Ralph Schock, geb. 1952 in Ottweiler (Saarland). Autor, Herausgeber und Literaturredakteur. Germanistik- und Philosophie-Studium. 1973–1974 Ersatzdienst. Wissenschaftlicher Mitarbeiter an der Universität des Saarlandes (1977–1984). 1984 Dissertation über Gustav Regler: »Literatur und Politik (1933–1940)«. Von 1987 bis 2017 Literaturredakteur beim Saarländischen Rundfunk. Zahlreiche Gesprächssendungen mit Autoren. Letzte Veröffentlichungen: »Also heraus und weit weg! – Expressionismus, eine Epoche und die Saarregion – Lese- und Bilderbuch« (2020). »Nach Kolchis. Faszination Georgien – Reiseimpressionen«, Verbrecher Verlag, Berlin 2021.

Volker Schütz, Saarbrücker Medienkünstler. Er arbeitet mit Oszilloskopen und anderen historischen Geräten sowie mit genetischen und neuronalen Algorithmen der Künstlichen Intelligenz, um die Kunst vom Pinsel zu befreien. Ausstellung folgt.

Susanne Speicher ist Klimaaktivistin aus Saarbrücken. In Lüneburg studierte sie Sozialpädagogik und Ev. Theologie. Ehrenamtlich ist sie in verschiedenen Initiativen aktiv, die sich mit einem nachhaltigen Systemwandel beschäftigen.

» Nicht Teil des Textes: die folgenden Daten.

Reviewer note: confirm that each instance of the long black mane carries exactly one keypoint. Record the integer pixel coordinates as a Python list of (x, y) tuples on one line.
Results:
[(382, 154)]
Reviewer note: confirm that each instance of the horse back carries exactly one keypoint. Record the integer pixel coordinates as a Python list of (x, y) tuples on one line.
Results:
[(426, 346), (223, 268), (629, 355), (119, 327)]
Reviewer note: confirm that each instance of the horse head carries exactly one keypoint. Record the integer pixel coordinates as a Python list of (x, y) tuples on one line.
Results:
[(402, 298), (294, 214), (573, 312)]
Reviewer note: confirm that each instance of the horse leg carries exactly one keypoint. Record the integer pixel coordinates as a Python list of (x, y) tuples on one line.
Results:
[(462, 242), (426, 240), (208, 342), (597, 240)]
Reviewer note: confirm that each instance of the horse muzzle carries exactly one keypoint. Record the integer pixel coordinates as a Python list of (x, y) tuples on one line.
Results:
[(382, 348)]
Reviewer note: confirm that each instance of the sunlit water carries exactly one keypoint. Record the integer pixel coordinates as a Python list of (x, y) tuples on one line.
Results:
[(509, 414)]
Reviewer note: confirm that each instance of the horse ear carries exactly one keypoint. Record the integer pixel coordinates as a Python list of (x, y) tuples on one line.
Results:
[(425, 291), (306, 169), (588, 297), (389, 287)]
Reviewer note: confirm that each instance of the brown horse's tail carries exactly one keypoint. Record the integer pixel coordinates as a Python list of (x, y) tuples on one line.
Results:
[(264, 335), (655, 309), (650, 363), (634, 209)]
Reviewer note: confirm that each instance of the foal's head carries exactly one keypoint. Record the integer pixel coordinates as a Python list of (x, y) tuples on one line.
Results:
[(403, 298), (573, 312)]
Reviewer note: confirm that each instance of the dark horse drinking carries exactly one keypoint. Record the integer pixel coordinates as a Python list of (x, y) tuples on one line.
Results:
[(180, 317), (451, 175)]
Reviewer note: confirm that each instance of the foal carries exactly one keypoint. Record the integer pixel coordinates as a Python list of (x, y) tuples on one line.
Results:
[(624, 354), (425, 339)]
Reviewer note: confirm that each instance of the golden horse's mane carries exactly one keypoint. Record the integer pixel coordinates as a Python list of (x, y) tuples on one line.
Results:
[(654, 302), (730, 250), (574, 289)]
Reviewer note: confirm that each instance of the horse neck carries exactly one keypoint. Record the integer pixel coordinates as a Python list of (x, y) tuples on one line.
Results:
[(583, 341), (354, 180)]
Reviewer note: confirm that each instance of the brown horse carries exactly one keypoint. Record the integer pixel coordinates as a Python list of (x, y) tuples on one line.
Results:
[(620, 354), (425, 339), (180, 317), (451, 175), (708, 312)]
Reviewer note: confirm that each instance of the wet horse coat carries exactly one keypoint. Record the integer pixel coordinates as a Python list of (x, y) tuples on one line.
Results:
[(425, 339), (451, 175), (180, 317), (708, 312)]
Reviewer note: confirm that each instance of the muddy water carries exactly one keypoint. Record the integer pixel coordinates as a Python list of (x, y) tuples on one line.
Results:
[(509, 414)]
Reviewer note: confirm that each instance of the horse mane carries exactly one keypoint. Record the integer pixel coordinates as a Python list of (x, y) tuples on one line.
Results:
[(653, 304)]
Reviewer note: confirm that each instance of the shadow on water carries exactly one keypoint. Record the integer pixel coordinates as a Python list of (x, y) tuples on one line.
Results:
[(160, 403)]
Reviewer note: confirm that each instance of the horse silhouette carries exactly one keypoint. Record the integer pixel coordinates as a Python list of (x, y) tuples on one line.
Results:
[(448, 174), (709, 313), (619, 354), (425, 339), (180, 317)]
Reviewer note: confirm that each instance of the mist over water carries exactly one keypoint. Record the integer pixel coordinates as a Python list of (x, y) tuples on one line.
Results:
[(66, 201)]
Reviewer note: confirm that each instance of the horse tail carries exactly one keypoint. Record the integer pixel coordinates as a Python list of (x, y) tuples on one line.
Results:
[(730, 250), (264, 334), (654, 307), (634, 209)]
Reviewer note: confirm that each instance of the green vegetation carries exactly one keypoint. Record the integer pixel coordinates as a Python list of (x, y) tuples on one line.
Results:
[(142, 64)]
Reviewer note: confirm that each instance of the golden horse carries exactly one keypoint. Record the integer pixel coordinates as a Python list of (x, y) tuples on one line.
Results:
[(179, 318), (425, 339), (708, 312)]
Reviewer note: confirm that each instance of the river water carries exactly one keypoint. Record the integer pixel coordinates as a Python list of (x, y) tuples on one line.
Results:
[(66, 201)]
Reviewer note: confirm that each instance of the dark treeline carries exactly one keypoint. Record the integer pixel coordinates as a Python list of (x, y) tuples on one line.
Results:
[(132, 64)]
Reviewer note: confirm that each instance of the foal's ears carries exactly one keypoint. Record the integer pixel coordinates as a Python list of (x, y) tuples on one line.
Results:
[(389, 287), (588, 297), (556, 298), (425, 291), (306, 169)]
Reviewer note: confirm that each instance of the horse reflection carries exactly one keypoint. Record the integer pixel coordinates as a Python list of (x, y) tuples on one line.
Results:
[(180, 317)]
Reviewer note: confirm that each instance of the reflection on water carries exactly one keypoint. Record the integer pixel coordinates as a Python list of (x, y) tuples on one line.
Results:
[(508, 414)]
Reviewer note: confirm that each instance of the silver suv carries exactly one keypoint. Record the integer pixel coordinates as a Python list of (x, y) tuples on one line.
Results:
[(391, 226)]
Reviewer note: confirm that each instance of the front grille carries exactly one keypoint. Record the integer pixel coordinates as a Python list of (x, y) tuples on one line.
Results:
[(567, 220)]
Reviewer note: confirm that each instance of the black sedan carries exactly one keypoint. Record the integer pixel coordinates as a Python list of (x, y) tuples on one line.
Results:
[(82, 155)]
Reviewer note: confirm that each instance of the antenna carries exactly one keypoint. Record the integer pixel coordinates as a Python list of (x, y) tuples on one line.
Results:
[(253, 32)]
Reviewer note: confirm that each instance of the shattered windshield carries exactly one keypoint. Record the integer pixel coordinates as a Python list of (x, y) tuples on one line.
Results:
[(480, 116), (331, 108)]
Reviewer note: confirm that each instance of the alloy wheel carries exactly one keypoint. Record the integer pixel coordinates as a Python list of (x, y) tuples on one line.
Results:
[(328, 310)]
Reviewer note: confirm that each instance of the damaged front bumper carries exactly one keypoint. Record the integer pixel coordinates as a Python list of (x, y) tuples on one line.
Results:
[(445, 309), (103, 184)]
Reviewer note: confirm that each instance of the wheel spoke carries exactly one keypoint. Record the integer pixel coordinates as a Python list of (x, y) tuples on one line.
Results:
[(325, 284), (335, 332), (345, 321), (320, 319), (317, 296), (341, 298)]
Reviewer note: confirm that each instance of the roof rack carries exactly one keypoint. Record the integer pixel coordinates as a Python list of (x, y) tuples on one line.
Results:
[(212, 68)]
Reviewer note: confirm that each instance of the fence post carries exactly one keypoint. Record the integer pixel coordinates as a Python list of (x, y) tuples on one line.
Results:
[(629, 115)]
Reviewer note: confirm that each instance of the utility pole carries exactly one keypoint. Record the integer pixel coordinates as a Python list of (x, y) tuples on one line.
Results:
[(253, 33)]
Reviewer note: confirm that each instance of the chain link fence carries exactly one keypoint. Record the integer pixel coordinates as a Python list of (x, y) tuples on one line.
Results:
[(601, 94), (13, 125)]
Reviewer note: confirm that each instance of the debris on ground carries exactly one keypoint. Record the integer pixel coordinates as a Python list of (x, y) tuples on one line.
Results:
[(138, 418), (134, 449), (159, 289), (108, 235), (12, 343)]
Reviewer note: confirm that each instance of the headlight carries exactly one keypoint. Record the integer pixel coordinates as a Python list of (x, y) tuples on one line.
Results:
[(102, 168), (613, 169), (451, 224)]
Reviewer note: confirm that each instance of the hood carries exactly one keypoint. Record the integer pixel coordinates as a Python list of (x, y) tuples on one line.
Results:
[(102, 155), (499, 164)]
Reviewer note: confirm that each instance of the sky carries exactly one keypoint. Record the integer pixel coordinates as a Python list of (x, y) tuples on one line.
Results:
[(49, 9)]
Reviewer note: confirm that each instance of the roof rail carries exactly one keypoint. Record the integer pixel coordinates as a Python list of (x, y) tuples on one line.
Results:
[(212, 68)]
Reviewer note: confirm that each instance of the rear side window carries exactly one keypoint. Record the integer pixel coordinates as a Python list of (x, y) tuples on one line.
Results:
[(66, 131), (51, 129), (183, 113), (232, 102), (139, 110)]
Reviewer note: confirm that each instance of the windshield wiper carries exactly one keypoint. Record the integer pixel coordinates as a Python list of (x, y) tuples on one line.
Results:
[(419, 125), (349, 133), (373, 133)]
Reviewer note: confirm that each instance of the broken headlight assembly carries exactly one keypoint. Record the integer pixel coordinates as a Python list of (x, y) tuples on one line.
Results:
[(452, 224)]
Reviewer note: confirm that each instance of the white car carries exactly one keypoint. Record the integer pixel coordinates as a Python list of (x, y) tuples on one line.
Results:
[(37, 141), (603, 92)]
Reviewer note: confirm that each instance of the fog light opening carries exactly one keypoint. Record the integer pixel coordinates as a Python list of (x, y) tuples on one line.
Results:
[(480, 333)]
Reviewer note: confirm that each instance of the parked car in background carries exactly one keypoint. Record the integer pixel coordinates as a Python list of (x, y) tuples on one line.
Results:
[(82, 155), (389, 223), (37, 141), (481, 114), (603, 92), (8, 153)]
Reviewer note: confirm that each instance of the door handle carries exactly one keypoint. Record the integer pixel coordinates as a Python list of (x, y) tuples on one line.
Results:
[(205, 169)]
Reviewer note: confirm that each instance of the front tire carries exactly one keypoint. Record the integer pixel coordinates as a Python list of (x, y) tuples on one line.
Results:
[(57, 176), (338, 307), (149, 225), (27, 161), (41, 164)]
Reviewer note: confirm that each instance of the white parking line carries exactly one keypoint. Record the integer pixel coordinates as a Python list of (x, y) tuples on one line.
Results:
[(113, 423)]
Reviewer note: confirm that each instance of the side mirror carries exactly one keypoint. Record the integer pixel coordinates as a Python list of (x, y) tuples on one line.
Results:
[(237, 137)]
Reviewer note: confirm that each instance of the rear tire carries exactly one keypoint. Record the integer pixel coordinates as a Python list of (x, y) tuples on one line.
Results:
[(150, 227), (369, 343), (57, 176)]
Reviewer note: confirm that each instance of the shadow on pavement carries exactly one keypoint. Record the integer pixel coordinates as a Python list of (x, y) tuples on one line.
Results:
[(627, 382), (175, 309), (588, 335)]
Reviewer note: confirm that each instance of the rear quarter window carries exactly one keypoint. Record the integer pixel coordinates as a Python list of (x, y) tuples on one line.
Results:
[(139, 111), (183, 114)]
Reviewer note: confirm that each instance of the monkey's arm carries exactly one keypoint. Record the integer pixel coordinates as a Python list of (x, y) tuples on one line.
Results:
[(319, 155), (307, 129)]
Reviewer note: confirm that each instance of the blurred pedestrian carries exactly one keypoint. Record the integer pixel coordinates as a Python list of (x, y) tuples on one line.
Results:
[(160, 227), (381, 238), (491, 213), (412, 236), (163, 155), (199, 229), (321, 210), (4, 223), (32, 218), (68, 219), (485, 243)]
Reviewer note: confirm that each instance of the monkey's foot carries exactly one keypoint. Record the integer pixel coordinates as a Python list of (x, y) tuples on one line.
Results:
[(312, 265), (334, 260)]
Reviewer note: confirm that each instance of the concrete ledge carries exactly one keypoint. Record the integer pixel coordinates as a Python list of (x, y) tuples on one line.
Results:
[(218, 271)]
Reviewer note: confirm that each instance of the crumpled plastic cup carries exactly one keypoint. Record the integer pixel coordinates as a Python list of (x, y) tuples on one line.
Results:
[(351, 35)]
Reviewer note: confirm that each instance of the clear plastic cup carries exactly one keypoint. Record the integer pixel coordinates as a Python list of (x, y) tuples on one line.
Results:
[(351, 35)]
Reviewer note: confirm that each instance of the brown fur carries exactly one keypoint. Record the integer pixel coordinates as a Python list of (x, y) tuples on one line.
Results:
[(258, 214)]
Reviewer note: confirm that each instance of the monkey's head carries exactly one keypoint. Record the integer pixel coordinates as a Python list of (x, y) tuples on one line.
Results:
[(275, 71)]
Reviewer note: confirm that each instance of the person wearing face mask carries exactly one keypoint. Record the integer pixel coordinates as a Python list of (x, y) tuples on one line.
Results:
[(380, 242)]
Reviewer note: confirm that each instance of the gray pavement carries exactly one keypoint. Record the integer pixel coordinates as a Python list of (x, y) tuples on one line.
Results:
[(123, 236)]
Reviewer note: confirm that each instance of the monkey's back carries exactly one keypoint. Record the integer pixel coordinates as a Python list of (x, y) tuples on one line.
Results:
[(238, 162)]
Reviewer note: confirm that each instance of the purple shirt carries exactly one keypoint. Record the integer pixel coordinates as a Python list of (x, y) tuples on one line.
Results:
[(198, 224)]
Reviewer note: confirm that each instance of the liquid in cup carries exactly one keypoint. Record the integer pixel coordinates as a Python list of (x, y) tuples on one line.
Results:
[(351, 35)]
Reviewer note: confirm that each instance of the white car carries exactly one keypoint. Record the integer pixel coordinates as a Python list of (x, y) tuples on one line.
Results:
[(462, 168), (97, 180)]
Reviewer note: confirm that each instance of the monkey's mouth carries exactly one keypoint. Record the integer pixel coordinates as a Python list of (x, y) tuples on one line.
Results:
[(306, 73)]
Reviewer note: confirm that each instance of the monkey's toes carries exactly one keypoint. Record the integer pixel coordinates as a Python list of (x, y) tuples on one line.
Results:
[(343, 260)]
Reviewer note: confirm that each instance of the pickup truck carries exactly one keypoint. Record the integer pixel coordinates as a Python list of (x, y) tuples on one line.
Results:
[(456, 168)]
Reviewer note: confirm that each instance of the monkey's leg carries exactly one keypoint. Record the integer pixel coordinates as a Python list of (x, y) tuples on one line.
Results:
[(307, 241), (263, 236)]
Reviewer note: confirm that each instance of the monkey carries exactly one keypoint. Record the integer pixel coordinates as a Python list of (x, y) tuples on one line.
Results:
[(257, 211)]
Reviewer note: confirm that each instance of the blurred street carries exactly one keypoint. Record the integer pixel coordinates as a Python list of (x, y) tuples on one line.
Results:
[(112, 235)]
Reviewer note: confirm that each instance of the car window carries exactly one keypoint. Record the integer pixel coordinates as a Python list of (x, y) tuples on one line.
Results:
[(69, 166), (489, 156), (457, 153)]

Fabian Trinkaus, geb. 1980 in Homburg/Saar, Studium der Geschichtswissenschaft und Germanistik an der Universität des Saarlandes (UdS). Promotion im Fach Geschichte an der UdS und der Universität Luxemburg zum Thema Arbeiterexistenzen und Arbeiterbewegung in der Eisen- und Stahlindustrie. Seit 2013 im Schuldienst, seit 2018 Lehrbeauftragter an der UdS.

Volker Weber, geb. 1955, langjährige Erfahrung im Marketing und Sales International bei namhaften deutschen und französischen Unternehmen. Seit 1. Juni 2020 Mitglied im Vorstand der BEGKeG.

Luca Zarbock studiert im Master Demokratische Politik und Kommunikation an der Universität Trier und forscht hauptsächlich zu Antisemitismus, Islamismus sowie zur Neuen Rechten. Außerdem arbeitet er seit 2021 bei der Initiative Interdisziplinäre Antisemitismusforschung Trier.